Si era posible.
Algo que planificar mientras daba placer a los hombres. Algo para mitigar el horror de su situación.
—¿Veías lo que pasaba?
—No, aunque una vez lo vi desnudo cuando estaba excitado. —Retrocedió al recordar la erección del comerciante.
—¿Has visto cómo se aparean los perros en la calle?
—Sí.
—¿Has oído a otros esclavos hablar de sexo?
—Muchas veces.
—Es muy parecido a lo que hacen los animales, aunque tienes que saber más posturas. —Jovina le describió rápidamente las que prefería la mayoría de los hombres.
Fabiola se esforzó por disimular su asombro al enterarse de las más extravagantes. Gemellus sólo conocía una.
—Haz mucho ruido. El cliente debe creer siempre que estás extasiada.
—Sí, madama —respondió rápidamente.
—La primera vez que te penetre un hombre te dolerá mucho. Probablemente te salga también bastante sangre. Es normal. Después de eso, te gustará. —Se carcajeó—. Tienes más cosas que aprender, pero ya te enseñarán las demás. Asegúrate de saber dar placer con la boca.
Fabiola esbozó una sonrisa forzada y se sintió aliviada de que la lección hubiese terminado.
—Puedes hacer lo que quieras con tu habitación. —Jovina sonrió de oreja a oreja y las arrugas del rostro empolvado se le marcaron—. Pero aquí no se le permite la entrada a ningún hombre. Las habitaciones en las que se recibe a los clientes están situadas en la parte delantera del edificio. Los porteros, Benignus y Vettius, siempre están cerca. Grita si los necesitas.
—¿Cuándo empiezo?
—Mañana. Acabo de pagar ocho mil sestercios, así que tienes que empezar a ganar dinero.

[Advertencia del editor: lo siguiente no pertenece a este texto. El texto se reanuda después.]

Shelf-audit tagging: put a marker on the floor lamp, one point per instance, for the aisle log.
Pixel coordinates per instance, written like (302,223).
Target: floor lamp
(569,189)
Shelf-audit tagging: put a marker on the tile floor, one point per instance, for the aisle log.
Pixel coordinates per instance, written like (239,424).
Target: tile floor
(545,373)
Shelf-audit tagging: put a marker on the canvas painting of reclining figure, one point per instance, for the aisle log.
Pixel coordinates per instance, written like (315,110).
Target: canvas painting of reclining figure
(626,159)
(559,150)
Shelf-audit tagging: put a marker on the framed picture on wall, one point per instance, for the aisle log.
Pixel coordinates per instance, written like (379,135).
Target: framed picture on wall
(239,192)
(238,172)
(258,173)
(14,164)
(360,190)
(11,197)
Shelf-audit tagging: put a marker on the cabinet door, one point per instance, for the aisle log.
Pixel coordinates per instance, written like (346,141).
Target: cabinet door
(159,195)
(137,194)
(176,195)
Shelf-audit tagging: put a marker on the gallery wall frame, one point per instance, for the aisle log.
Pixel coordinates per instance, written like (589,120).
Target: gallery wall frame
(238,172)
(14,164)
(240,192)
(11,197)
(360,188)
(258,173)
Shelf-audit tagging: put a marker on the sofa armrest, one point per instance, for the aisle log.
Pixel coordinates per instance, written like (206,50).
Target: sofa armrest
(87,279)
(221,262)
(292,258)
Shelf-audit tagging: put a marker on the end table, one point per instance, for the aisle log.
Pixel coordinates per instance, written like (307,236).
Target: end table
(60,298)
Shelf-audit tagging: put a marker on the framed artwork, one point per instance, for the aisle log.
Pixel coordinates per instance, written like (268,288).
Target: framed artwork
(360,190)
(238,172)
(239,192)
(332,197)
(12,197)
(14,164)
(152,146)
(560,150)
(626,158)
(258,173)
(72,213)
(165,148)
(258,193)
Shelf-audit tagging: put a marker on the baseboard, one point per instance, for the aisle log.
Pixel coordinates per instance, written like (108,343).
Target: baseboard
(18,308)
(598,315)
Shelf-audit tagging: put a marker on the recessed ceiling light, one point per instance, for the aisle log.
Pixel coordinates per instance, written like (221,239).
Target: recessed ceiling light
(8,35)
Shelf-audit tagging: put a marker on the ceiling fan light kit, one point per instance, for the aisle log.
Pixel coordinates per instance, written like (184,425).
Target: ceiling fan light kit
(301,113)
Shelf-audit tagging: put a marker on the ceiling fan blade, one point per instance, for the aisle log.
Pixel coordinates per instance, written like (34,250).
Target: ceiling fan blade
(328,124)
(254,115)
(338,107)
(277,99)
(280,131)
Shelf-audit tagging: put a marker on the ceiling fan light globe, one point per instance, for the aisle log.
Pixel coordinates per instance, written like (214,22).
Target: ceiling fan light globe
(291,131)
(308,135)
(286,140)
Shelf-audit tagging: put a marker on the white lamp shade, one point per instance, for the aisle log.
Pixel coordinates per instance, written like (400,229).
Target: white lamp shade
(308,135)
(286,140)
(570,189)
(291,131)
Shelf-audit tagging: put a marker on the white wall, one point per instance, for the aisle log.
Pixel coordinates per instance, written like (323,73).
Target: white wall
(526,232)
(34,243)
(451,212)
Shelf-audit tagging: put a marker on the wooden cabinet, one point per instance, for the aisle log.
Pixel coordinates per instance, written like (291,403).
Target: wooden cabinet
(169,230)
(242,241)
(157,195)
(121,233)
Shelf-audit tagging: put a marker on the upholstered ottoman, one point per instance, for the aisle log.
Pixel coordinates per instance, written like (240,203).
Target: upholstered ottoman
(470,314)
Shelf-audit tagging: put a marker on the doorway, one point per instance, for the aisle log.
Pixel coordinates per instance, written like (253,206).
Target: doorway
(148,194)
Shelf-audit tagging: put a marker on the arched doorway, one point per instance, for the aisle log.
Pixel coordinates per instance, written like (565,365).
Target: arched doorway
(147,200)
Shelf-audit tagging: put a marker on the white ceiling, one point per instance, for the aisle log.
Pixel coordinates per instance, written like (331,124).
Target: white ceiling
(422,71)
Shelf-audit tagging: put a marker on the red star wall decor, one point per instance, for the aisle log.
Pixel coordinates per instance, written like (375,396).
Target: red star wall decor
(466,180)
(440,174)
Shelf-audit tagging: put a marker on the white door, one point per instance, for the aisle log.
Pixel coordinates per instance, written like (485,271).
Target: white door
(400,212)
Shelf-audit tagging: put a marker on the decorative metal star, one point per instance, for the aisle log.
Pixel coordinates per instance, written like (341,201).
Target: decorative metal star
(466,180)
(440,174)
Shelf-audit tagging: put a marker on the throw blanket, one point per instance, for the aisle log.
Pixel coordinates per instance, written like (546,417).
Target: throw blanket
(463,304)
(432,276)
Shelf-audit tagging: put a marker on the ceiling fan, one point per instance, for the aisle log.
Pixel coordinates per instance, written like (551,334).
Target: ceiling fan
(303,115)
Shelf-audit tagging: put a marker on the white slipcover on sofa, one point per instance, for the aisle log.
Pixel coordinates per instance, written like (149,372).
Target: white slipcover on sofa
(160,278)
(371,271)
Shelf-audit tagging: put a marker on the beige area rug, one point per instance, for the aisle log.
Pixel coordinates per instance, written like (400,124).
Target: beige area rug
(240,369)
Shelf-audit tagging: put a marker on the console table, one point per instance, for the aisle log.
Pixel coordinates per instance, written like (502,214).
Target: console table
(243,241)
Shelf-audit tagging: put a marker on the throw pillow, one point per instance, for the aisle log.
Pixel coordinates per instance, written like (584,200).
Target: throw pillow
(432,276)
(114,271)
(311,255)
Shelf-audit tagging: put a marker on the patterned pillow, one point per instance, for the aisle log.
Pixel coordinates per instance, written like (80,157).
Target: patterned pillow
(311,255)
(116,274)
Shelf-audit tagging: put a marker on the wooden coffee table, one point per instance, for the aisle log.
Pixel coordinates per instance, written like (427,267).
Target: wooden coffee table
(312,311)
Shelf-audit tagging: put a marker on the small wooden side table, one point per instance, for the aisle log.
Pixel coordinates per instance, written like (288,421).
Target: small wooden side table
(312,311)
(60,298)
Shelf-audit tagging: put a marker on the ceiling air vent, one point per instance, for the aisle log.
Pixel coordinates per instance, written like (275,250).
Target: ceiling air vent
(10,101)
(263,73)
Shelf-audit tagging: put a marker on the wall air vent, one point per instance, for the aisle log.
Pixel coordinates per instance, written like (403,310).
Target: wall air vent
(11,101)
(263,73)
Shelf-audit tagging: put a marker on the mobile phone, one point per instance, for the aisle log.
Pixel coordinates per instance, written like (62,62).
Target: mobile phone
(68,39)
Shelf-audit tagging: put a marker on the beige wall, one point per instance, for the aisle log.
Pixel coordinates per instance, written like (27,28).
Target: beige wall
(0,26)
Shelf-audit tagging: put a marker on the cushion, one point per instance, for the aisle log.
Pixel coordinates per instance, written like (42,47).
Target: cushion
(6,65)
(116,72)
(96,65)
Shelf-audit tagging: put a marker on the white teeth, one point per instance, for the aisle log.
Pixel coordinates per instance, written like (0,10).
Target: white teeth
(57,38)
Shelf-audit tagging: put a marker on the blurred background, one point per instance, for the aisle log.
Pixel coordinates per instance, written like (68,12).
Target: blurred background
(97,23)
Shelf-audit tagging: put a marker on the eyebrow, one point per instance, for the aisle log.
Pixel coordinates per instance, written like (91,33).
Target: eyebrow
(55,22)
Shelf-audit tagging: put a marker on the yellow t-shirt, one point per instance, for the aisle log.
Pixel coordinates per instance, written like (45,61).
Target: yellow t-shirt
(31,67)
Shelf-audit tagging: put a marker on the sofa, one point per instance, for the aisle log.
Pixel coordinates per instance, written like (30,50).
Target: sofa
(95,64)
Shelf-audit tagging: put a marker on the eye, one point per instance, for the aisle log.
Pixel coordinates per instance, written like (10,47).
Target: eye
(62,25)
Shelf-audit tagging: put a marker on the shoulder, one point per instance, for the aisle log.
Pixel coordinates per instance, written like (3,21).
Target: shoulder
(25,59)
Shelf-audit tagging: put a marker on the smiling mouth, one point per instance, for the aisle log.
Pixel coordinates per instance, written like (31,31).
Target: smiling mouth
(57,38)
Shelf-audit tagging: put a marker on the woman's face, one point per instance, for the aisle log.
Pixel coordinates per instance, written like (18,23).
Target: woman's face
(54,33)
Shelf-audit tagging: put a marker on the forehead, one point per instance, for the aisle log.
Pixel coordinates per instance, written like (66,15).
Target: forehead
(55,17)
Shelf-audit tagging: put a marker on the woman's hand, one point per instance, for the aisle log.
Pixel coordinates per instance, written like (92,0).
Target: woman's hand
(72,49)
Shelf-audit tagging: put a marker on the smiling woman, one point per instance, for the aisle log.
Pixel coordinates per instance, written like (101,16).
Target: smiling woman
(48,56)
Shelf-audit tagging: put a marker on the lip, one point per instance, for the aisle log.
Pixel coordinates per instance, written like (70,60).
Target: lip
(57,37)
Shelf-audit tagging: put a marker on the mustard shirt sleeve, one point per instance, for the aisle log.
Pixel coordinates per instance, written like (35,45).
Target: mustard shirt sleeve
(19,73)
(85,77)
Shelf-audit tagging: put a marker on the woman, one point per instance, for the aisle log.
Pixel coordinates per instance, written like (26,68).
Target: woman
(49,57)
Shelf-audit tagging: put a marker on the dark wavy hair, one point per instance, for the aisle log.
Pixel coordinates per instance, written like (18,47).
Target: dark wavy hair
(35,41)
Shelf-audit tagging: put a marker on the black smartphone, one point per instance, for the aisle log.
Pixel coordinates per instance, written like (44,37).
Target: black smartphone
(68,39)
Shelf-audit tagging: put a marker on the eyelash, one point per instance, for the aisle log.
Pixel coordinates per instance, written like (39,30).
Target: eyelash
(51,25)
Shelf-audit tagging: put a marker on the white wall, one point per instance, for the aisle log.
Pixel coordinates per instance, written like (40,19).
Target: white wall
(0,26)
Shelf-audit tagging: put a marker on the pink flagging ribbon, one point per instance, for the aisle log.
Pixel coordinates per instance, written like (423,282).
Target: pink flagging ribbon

Pero hoy puedes ir acomodándote. Aprovecha para familiarizarte con el local.
Fabiola habló con voz tranquila.
—¿Y la comida?
—Un poco más de chicha en esos huesos no le iría mal al negocio. —Jovina se rió de su propio comentario e hizo un gesto a la esclava que se había mantenido discretamente apartada—. Docilosa te enseñará el local. Vale la pena visitar el vestidor. Tiene una selección de ropa que ya quisieran para sí los mejores bazares de Roma.
Fabiola abrió la boca.
—Y esfuérzate por vestirte de forma seductora.
Fabiola esbozó una sonrisa.
—Sí, madama.
—Bueno, aquí te irá bien. —Jovina se dio la vuelta y se marchó, dejando tras de sí una intensa estela de perfume.
Fabiola miró a Docilosa, que tenía una edad similar a la de su madre. Era bajita, fea y llevaba un sencillo blusón, pero tenía una expresión agradable.
—¿Puedo comer algo?
—Por supuesto. —Docilosa asintió—. Sígueme.
Poco después, Fabiola devoraba un pedazo de pan con queso sentada a una tosca mesa de madera de la cocina. La experiencia le había dado un hambre voraz, incrementada por la fabulosa selección de comida de las estanterías. Gemellus nunca había alimentado lo suficiente a los esclavos y su niñez había estado marcada por el hambre.
Los esclavos, vestidos tan sólo con un taparrabos, miraban a la nueva chica con curiosidad. Docilosa los señaló uno a uno.
—Ése es Catus, el cocinero. Es buena persona pero tiene mucho genio. —Como no la oía, el hombre de calva incipiente que cortaba carne sobre un gran tajo de madera sonrió.
Fabiola se empapó de información. Quería conocer a todos los del Lupanar.
—Los dos que se encargan del fuego son Nepos y Tancinus. La chica que barre es Germanilla.
Los hombres que sudaban junto al horno de ladrillos candentes la miraron sin interés. Aunque eran relativamente jóvenes, los dos estaban bastante gordos.
—¿Es que comen más que los demás?
—Por supuesto que no —repuso Docilosa—. Es que están castrados.
Fabiola soltó un grito ahogado.
—Para garantizar que no importunan a las chicas. Sois una mercancía valiosa y Jovina protege sus propiedades celosamente.
—¿Y qué me dices de Catus?
—A Catus sólo le gustan los hombres. —Docilosa empleó un tono desdeñoso—. Y la madama raras veces compra alguno, causan demasiados problemas.
—¿Y los porteros?
—Reciben favores de muchas mujeres y ella lo tolera.
—¿Porqué?
—Algunos clientes se ponen violentos. —Imitó el gesto de un hachazo—. Los chicos les dan una paliza.
Fabiola tomó nota mentalmente de hacer buenas migas con Benignus y Vettius.
Docilosa llenó una sencilla jarra negra y roja de loza de una cisterna situada en un rincón. Al igual que en casa de Gemellus, en el Lupanar había agua corriente y sistema de saneamiento.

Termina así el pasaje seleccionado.